A Christmas tree war has erupted between Royal Deeside and a Welsh village.
Organisers of a festive event in Ballater have kept up their tradition of claiming to have the tallest living tree in the UK.
But villagers in central Wales yesterday took the needle and disputed the claim boasting that they have the tallest in the land.
The 125ft redwood giant – gifted to a Ballater family by Queen Victoria – comes out 15ft shorter than the tree currently lighting up the countryside at Llandinam, near Powys.
Fighting back last night, chairman of Ballater Community Council Billy Duguid said: “I was born and bred in Ballater and as far as I’m concerned it is the tallest in the country.
“If there’s a dispute they should do what they do with mountains like Everest and get an official measurement and mark it up.”
The issue came to a head after the Press and Journal carried a report yesterday on the official switch-on of the tree lights at Craigendarroch. Pupils from Ballater Primary School helped the occasion by singing carols at the foot of the 150-year-old tree.
The landmark, which features 2,100 lights, can be seen from 15 miles away.
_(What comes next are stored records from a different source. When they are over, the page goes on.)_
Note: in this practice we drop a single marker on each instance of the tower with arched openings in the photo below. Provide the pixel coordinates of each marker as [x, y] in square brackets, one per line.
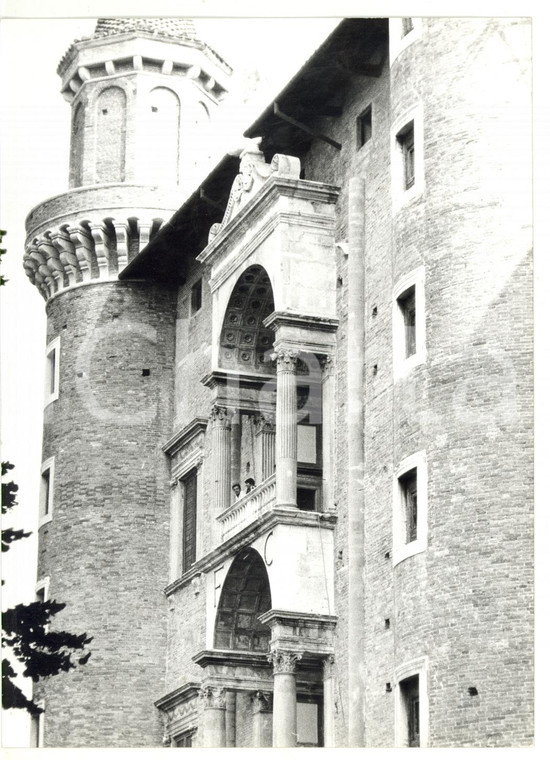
[287, 442]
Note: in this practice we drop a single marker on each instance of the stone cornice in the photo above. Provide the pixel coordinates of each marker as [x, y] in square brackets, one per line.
[231, 658]
[185, 435]
[181, 695]
[290, 319]
[277, 516]
[259, 206]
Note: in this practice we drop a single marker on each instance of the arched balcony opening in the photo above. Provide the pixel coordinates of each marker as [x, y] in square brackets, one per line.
[245, 596]
[245, 344]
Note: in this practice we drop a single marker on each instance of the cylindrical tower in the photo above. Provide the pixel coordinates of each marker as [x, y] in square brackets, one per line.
[141, 92]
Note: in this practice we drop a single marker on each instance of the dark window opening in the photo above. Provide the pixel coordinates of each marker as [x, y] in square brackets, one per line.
[46, 485]
[196, 296]
[406, 141]
[305, 498]
[408, 485]
[406, 26]
[411, 701]
[407, 304]
[364, 127]
[189, 547]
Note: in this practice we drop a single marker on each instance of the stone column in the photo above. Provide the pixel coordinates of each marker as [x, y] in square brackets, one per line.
[230, 707]
[236, 436]
[262, 719]
[265, 436]
[328, 701]
[329, 431]
[214, 716]
[221, 458]
[284, 697]
[286, 439]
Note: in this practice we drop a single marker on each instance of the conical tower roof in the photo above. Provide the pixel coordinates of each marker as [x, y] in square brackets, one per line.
[165, 27]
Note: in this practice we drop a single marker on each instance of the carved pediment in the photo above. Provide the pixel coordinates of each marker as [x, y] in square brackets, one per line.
[253, 174]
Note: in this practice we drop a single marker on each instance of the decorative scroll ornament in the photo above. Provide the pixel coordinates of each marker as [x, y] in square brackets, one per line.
[286, 360]
[283, 661]
[253, 174]
[213, 697]
[262, 701]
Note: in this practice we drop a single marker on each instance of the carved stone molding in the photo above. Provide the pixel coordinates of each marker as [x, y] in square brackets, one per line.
[214, 698]
[219, 416]
[253, 174]
[262, 701]
[264, 423]
[287, 360]
[283, 661]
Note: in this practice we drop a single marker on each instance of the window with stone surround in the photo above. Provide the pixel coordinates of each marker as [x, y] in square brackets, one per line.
[409, 323]
[407, 158]
[51, 384]
[189, 538]
[410, 507]
[45, 510]
[402, 33]
[196, 296]
[411, 704]
[364, 127]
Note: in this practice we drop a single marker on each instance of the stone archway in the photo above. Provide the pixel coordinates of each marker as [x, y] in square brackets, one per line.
[245, 344]
[245, 596]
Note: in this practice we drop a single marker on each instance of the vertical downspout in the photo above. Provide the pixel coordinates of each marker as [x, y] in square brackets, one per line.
[356, 388]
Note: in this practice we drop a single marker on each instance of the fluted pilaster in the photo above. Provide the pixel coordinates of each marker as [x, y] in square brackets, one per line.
[287, 435]
[221, 458]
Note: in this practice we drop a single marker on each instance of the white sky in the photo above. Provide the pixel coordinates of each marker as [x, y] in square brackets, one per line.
[34, 152]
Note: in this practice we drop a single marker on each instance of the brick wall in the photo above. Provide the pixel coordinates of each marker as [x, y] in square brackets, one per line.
[106, 548]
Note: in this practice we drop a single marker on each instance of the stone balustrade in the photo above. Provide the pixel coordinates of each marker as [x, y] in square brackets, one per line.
[247, 509]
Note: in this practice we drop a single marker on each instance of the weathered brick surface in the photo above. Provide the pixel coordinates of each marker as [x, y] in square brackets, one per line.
[106, 549]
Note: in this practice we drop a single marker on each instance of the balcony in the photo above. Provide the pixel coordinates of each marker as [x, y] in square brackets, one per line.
[247, 509]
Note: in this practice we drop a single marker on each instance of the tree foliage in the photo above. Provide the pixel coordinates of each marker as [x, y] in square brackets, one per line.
[25, 630]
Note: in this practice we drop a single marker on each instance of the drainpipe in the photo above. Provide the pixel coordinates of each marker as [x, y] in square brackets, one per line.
[356, 391]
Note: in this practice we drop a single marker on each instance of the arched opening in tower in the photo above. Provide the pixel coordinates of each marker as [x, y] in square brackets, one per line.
[245, 596]
[245, 344]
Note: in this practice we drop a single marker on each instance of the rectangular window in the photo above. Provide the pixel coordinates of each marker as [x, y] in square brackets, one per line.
[407, 304]
[407, 26]
[196, 296]
[409, 323]
[46, 491]
[51, 384]
[406, 141]
[410, 525]
[409, 489]
[189, 543]
[410, 696]
[364, 127]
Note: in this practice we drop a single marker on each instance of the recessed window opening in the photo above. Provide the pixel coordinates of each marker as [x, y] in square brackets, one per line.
[410, 695]
[189, 543]
[407, 26]
[405, 138]
[409, 496]
[196, 296]
[407, 304]
[364, 127]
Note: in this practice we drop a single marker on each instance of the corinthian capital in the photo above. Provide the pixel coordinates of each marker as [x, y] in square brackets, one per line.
[287, 360]
[213, 696]
[219, 415]
[283, 661]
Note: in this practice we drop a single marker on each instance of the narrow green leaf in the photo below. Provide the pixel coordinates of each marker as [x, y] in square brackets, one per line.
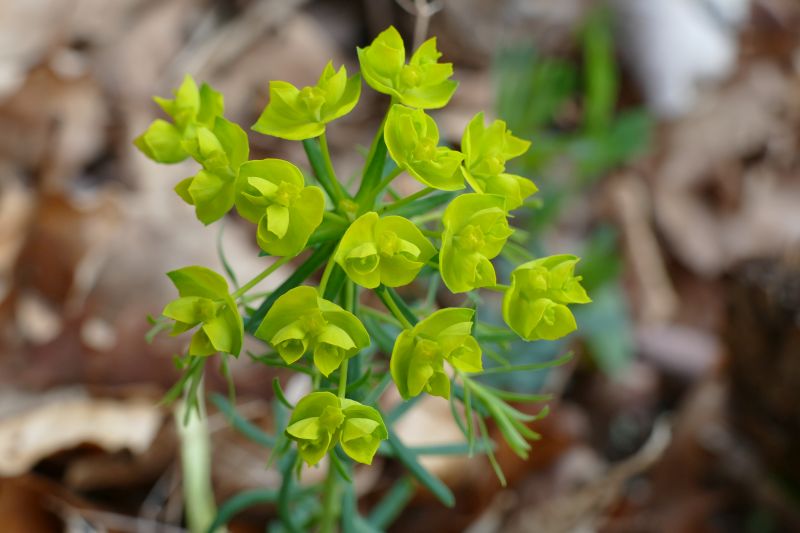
[490, 453]
[276, 388]
[241, 425]
[529, 367]
[311, 264]
[372, 397]
[240, 502]
[223, 259]
[421, 206]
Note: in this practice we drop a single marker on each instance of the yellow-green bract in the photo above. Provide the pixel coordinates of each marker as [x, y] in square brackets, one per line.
[204, 301]
[192, 106]
[486, 151]
[412, 139]
[274, 196]
[422, 83]
[297, 114]
[389, 250]
[321, 420]
[301, 321]
[535, 306]
[221, 151]
[475, 231]
[418, 356]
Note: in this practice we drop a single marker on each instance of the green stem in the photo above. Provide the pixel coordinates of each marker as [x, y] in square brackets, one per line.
[498, 288]
[256, 280]
[329, 490]
[334, 217]
[196, 463]
[343, 378]
[323, 143]
[326, 274]
[407, 200]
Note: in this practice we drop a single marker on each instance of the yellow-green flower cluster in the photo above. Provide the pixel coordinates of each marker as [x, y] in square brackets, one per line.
[321, 420]
[364, 240]
[301, 321]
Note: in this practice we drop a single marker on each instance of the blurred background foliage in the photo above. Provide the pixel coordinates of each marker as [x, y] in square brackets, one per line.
[665, 147]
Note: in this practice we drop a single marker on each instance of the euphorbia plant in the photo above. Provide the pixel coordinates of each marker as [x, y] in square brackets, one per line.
[369, 239]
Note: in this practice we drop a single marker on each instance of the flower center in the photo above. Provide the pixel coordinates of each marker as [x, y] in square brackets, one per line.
[425, 150]
[471, 238]
[286, 193]
[426, 349]
[312, 98]
[389, 243]
[411, 76]
[494, 164]
[312, 322]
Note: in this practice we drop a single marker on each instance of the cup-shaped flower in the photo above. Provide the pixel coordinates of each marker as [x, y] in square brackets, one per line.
[362, 431]
[321, 420]
[423, 82]
[204, 301]
[315, 425]
[272, 194]
[486, 151]
[475, 231]
[221, 151]
[418, 356]
[412, 139]
[389, 250]
[535, 306]
[192, 106]
[297, 114]
[301, 321]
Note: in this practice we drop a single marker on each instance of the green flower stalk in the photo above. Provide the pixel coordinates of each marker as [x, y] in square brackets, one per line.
[423, 82]
[204, 301]
[301, 321]
[389, 250]
[297, 114]
[486, 151]
[192, 106]
[412, 139]
[535, 307]
[475, 231]
[418, 356]
[274, 196]
[321, 420]
[363, 251]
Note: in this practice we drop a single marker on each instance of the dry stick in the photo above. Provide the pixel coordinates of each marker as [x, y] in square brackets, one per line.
[422, 11]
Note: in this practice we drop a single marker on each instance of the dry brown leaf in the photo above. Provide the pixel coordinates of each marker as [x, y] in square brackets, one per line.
[709, 149]
[64, 421]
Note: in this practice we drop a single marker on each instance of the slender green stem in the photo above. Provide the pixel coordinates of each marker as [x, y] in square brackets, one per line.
[323, 143]
[256, 280]
[334, 217]
[326, 274]
[196, 463]
[383, 317]
[329, 491]
[407, 200]
[343, 378]
[392, 307]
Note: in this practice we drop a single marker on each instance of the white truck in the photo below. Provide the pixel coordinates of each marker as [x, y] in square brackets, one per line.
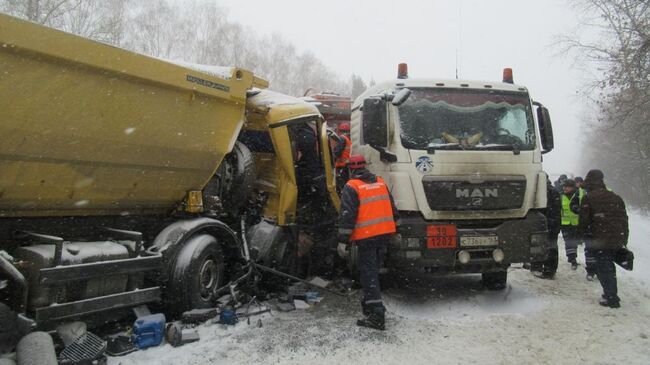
[463, 161]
Monday’s event at the Hilton Grand Vacations Club raised funds for the Hilton in the Community Foundation, which supports young people in need by improving their skills and providing opportunities.
However, the Girl Guides at Llandinam have pointed out: “Our living tree is at the Girlguiding Cymru headquarters in Mid Wales.
“Ours is slightly taller at 140ft and can be spotted by anyone driving through Llandinam along the A470.”
Undeterred Mr Duguid added: “I don’t know the full size but ours has always been categorised as the UK’s biggest.”
He was backed by community council colleague Ian Cameron who said: “As far as I’m concerned ours is the tallest one but I have not measured it myself.”
Both trees, however, stand a lot taller than other popular comparisons. The Norway Spruce in Trafalgar Square is usually around only 66ft.